# Shelf Life of Home Canned Goods



## davisfarris (Nov 14, 2012)

Hey All! This will be my first real post to this forum, or any forum for that matter. My wife and I have been getting into prepping lately and moved from Chicago to south Louisiana (thank goodness we are outta there) a few months ago. I am curious, how long will our home canned goods last. I've read about a year if done properly, but surely they last longer, right? I see pictures of hundreds of cans on shelves. You are telling me people use those every year and restock? Thanks!


----------



## partdeux (Aug 3, 2011)

If properly done, literally decades. They lose some nutritional value over time, but as long as the seal remains intact, you're good to go.

How much food do you eat in a year? Hundreds of cans will barely cover a year for a family.


----------



## camo2460 (Feb 10, 2013)

Congrats on your first post, anyway, my wife and I have canned goods that we canned MANY years ago, and as partdeux says you lose some nutritional value and in some cases texture and color, but it is still edible and tastes good.


----------



## crabapple (Jan 1, 2012)

I always like to eat at least one jar from this years batch, as soon as they are stored.
But as a rule you should eat the oldest foods first. That way you have a longer time to store a food, if you have a bad year or can not work the ground.
EXAMLE: We had the wettest summer in 45 or more years. The tomatoes did very little, but last year we had so many we gave away what we could not can.
This is the Joseph effect, like Joseph of the coat many colors.
Seven shinny cows ate the seven fat cows.
Still a good rotation is best.
If you are home steading, think about perennial garden plants like, asparagus,sunchokes,walking & potato onions,leeks,garlic, fruit bushes & vines. They give the maximum fruit with the minim work after the first year.


----------



## Wellrounded (Sep 25, 2011)

When canning I try to think 4 years ahead. If I use 100 jars of something per year I try to have 200 jars on the shelves... I use as normal for year 1 (100 jars used 100 left) then if I have a crop failure in year two I begin to ration (use 50 jars, 50 left), year three if I have a bad year I'll ration again (use 25, 25 left) etc etc. If I have good years one after the other I give a lot away or feed it to the pigs.... 
Take the last 4 years, year one was a great tomato year, canned hundreds of jars but the next three years have been terrible. 2 years we had flooding and one year it was just too cold for heavy crops. I still have plenty of toms on the shelves but only as I started with a LOT. I've managed to can some every year, but haven't had enough for all the sauces and salsas I would normally do. I haven't run out of anything, YET . 
As far as number used in a year...... we eat fresh from the garden/farm or can or dehydrate our food. Try not to freeze anything but a bit of corn on the cob, a few snow peas and the best frying cuts of meat. That means we need a LOT of jars. Just one beef cow will fill 300 quarts, more if we want ready meals like stews. I have maybe 1500 quart jars but some are refilled more than once a year. If we butcher a pig I'll use maybe 100 quarts, some just meat, some stews or pork and beans etc, some bacon and ham. Then we'll eat most of it. When we get low we'll butcher again and refill, might do this 3 or 4 times a year. So those 100 jars might equal 400 quarts of food over a year.
I'm aiming for 4000 quarts on the shelves. That's enough for everyone on the farm as well as visitors (we have a lot through the year) and enough for extended family. Plus a big margin for bad years or in our case long periods of bad health. It's not at all unusual for us to open 10 jars in a day.


----------



## hiwall (Jun 15, 2012)

In high moisture areas rusting lids can be an issue. Other wise I have read where 40 year old home canned foods have been tested and were still safe to eat.


----------



## dixiemama (Nov 28, 2012)

We've ate 10 year old pie filling. I mushed it up for baby food for Bubby.


----------



## pops (Feb 15, 2009)

A few months back I opened one of my Danish Canned Hams that I had in my storage for 5 years. Same texture, taste and color.

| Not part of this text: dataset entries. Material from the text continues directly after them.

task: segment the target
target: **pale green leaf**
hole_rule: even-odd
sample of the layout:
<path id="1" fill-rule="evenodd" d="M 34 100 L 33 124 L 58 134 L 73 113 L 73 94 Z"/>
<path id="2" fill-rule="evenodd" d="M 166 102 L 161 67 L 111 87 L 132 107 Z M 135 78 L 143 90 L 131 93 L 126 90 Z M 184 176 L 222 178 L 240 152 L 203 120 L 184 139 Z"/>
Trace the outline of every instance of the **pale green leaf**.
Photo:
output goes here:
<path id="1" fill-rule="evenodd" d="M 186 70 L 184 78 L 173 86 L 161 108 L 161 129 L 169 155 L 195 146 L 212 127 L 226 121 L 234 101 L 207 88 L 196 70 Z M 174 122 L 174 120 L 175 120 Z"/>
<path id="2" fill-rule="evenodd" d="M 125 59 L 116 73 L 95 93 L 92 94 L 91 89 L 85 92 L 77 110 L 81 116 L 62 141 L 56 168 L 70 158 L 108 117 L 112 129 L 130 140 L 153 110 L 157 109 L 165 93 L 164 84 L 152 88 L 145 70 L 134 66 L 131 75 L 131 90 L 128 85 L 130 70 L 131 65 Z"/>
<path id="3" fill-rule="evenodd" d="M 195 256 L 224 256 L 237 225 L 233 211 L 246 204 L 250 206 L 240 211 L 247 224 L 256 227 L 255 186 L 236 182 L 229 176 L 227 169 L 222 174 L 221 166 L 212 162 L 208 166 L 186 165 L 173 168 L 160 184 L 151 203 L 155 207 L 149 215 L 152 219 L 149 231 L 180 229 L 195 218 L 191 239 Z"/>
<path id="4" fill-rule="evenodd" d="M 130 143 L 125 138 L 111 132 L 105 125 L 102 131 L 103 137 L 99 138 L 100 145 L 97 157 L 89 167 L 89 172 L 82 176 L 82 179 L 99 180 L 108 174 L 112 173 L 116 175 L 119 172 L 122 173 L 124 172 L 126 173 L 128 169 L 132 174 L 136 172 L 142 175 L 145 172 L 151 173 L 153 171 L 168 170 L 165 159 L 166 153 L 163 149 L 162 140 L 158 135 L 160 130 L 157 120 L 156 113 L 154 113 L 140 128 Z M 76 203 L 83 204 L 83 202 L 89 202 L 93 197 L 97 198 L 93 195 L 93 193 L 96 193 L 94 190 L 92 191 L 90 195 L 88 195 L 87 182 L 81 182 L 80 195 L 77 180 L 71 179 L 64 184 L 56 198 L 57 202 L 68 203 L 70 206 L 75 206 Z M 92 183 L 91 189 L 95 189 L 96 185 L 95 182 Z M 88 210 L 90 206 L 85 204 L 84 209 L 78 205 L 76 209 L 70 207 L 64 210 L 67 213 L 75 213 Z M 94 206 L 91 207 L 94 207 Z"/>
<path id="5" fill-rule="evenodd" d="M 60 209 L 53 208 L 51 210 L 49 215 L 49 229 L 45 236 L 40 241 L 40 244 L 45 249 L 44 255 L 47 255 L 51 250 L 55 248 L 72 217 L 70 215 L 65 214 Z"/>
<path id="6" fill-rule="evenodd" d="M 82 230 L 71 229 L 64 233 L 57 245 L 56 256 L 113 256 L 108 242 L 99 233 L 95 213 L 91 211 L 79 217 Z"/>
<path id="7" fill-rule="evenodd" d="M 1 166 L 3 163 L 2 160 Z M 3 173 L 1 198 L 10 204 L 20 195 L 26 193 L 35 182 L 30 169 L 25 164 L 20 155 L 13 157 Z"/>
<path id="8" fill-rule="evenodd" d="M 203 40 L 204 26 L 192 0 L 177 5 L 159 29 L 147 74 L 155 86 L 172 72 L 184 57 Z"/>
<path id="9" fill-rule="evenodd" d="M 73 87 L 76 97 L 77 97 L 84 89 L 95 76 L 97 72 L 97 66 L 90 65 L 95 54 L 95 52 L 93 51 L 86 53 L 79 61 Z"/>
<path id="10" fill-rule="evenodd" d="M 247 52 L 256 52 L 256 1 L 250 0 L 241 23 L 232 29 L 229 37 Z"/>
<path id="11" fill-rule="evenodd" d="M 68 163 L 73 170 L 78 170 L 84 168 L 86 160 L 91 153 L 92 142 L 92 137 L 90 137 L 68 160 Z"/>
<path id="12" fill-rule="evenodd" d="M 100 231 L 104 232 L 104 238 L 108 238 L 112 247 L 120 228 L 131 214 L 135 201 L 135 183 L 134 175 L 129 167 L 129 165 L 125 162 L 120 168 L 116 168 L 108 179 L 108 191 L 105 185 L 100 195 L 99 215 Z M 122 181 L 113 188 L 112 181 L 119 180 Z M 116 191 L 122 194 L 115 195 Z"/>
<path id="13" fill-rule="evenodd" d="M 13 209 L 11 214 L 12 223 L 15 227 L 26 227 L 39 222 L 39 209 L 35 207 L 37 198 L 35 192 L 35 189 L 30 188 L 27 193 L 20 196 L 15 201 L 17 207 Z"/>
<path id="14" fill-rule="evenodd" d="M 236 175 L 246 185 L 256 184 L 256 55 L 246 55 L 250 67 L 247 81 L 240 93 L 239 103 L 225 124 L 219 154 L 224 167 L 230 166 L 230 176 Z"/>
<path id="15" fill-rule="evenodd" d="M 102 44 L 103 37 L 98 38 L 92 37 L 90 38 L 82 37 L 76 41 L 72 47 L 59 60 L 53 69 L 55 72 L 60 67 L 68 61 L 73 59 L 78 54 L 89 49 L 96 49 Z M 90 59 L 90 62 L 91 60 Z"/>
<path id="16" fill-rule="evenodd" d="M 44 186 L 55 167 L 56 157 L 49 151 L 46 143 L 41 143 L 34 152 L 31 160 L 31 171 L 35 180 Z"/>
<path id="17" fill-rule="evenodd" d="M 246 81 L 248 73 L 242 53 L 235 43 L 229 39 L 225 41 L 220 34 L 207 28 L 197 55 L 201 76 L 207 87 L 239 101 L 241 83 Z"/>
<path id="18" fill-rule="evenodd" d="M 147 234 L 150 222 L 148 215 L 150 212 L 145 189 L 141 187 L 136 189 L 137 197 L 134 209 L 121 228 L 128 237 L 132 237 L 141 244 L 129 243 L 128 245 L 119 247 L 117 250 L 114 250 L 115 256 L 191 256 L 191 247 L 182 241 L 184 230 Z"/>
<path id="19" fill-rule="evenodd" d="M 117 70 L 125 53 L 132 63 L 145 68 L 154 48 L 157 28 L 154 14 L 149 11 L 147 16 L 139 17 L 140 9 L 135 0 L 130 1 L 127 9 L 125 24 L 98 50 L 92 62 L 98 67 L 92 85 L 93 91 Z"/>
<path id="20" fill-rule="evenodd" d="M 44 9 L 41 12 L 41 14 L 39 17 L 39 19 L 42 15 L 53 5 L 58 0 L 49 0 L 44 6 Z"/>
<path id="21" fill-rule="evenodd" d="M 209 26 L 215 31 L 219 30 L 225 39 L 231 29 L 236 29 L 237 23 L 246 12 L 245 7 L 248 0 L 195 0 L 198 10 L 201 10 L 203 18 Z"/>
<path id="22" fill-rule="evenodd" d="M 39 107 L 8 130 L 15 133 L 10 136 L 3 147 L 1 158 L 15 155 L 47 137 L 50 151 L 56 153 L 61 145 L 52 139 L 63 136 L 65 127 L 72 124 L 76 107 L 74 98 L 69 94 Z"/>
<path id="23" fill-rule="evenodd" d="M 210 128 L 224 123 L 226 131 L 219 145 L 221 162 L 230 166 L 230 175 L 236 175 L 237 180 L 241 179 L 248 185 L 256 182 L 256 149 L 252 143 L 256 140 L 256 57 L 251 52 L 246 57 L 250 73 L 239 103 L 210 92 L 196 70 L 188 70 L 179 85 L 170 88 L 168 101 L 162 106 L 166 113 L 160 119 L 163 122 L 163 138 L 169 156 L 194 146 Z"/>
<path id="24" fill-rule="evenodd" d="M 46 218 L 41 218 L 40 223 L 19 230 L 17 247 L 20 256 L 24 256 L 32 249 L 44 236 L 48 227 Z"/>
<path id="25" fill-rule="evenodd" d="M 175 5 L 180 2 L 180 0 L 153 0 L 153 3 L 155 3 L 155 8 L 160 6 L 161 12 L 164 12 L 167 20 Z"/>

On the other hand, a can of Carnation condensed milk turned into a solid brown blob in two years.

Both cans were stored in my house out of sunlight and the warmest that my house ever gets is 78 deg according to my thermostat.

More to come.


----------



## Dakine (Sep 4, 2012)

not even canned.. I took a plastic sealed 2 lb package of ham out of my deep freeze and it was 5 years expired.

Thawed it and ate the entire thing over the next month as sandwiches. 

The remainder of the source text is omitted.